The onset of the Cold War did not result in a curb in executive war powers. In 1950, President Harry Truman decided to commit U.S. forces to help South Korea without a declaration of war from Congress. He based the authority for his actions on the United Nations Security Council vote to condemn North Korea's invasion and urge member countries to assist South Korea. However, the Supreme Court ruled that President Truman went too far when he ordered the secretary of commerce to seize and operate most of the country's steel mills to prevent a nationwide strike of steelworkers. The president justified his actions by arguing that the strike would interrupt military production and cripple the war effort in Korea and by claiming authority as commander in chief. In Youngstown Sheet and Tube Company v. Sawyer (1952), also known as the Steel Seizure Case, the Court agreed that the president had overstepped constitutional bounds, but it did not rule out the possibility that such seizures might be legal if done with the consent of Congress. Nonetheless, the Steel Seizure Case is significant as the strongest rebuke by the Court of unilateral presidential national security authority. The country was at war when Truman acted, and Congress had not expressly denied him the authority to act. It was extraordinary for the Court to find that the president lacked authority under those circumstances.

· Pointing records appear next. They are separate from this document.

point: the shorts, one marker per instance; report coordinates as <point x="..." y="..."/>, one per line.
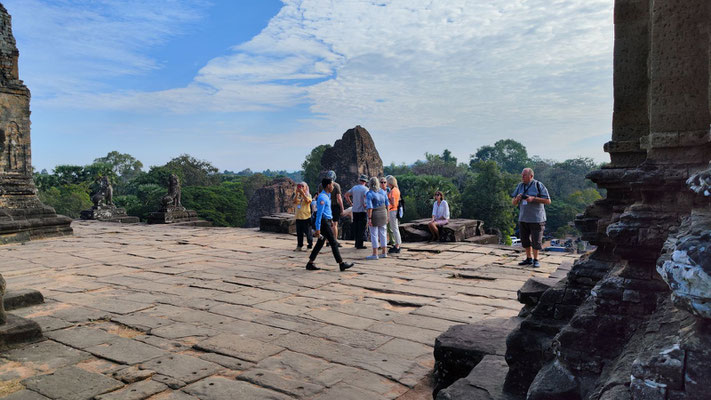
<point x="336" y="213"/>
<point x="532" y="234"/>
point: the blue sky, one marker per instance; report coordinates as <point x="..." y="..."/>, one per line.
<point x="257" y="84"/>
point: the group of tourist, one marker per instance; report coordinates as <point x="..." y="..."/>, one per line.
<point x="375" y="204"/>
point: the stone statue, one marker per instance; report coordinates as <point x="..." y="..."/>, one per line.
<point x="105" y="195"/>
<point x="3" y="315"/>
<point x="172" y="210"/>
<point x="172" y="199"/>
<point x="104" y="208"/>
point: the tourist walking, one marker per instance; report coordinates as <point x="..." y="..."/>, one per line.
<point x="376" y="203"/>
<point x="531" y="196"/>
<point x="302" y="205"/>
<point x="323" y="222"/>
<point x="336" y="203"/>
<point x="440" y="215"/>
<point x="356" y="197"/>
<point x="394" y="201"/>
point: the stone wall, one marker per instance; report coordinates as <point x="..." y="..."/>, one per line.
<point x="611" y="318"/>
<point x="22" y="215"/>
<point x="352" y="155"/>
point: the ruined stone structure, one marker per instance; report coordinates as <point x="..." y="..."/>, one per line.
<point x="352" y="155"/>
<point x="104" y="208"/>
<point x="172" y="210"/>
<point x="275" y="198"/>
<point x="613" y="317"/>
<point x="22" y="215"/>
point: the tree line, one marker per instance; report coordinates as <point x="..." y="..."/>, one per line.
<point x="479" y="189"/>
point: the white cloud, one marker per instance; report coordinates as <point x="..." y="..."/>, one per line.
<point x="539" y="71"/>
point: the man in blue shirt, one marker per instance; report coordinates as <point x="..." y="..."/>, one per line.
<point x="322" y="224"/>
<point x="356" y="196"/>
<point x="531" y="197"/>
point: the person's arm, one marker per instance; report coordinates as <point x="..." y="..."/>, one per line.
<point x="349" y="197"/>
<point x="319" y="214"/>
<point x="339" y="199"/>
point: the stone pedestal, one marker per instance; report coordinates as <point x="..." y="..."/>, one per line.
<point x="108" y="213"/>
<point x="177" y="215"/>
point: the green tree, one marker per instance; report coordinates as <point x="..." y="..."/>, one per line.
<point x="124" y="166"/>
<point x="193" y="172"/>
<point x="69" y="199"/>
<point x="418" y="191"/>
<point x="223" y="205"/>
<point x="488" y="198"/>
<point x="311" y="167"/>
<point x="511" y="155"/>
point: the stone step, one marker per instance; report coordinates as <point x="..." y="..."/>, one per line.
<point x="484" y="382"/>
<point x="462" y="347"/>
<point x="15" y="299"/>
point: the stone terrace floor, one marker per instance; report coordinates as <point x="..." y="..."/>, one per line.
<point x="160" y="312"/>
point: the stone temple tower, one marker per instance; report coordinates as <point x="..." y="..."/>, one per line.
<point x="22" y="214"/>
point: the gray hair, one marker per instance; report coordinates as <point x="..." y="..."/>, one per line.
<point x="374" y="184"/>
<point x="391" y="180"/>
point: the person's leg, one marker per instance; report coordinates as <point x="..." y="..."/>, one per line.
<point x="359" y="219"/>
<point x="525" y="231"/>
<point x="395" y="227"/>
<point x="328" y="234"/>
<point x="300" y="232"/>
<point x="374" y="233"/>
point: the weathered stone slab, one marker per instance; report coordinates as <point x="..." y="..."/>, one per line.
<point x="182" y="367"/>
<point x="135" y="391"/>
<point x="280" y="382"/>
<point x="218" y="388"/>
<point x="81" y="337"/>
<point x="462" y="347"/>
<point x="132" y="374"/>
<point x="457" y="230"/>
<point x="238" y="346"/>
<point x="18" y="330"/>
<point x="484" y="382"/>
<point x="126" y="351"/>
<point x="48" y="353"/>
<point x="15" y="299"/>
<point x="533" y="289"/>
<point x="25" y="395"/>
<point x="390" y="366"/>
<point x="278" y="223"/>
<point x="72" y="383"/>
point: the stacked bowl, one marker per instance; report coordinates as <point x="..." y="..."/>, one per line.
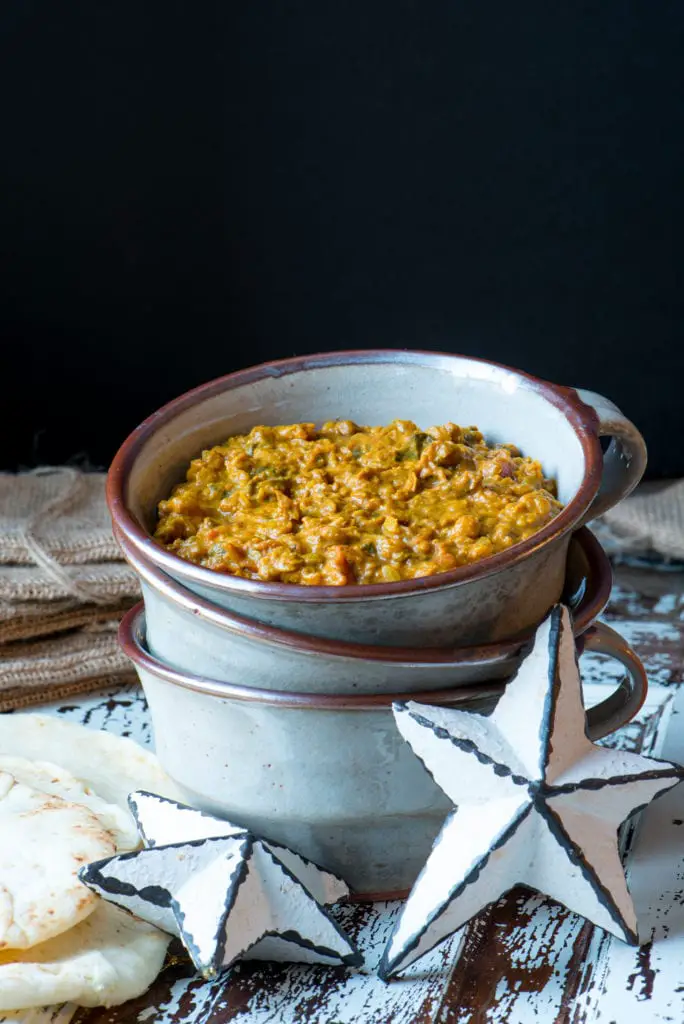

Thus, the Cold War environment did little to curb the gradual expansion of presidential authority during war. In 1955, Congress authorized President Dwight D. Eisenhower to use force if necessary to defend Taiwan if China attacked the island. In 1962, President John F. Kennedy obtained a joint congressional resolution authorizing him to use force if necessary to prevent the spread of communism in the Western Hemisphere. Two years later, Congress passed the Gulf of Tonkin Resolution, which empowered President Lyndon B. Johnson to take all necessary steps, including the use of armed force, to assist in the defense of members of the Southeast Asia Collective Defense Treaty. President Johnson relied on this resolution to wage the war in Vietnam instead of asking Congress to declare war on North Vietnam. Federal courts were asked repeatedly during the late 1960s and early 1970s to rule on the constitutionality of the war. The Supreme Court declined to hear such cases on the view that war was a political question. Although opponents of the war contended that U.S. involvement was unconstitutional because Congress had never declared war, the legislative body continued to appropriate funds for defense, thus implying support for Johnson's, and then Richard Nixon's, policies in Southeast Asia.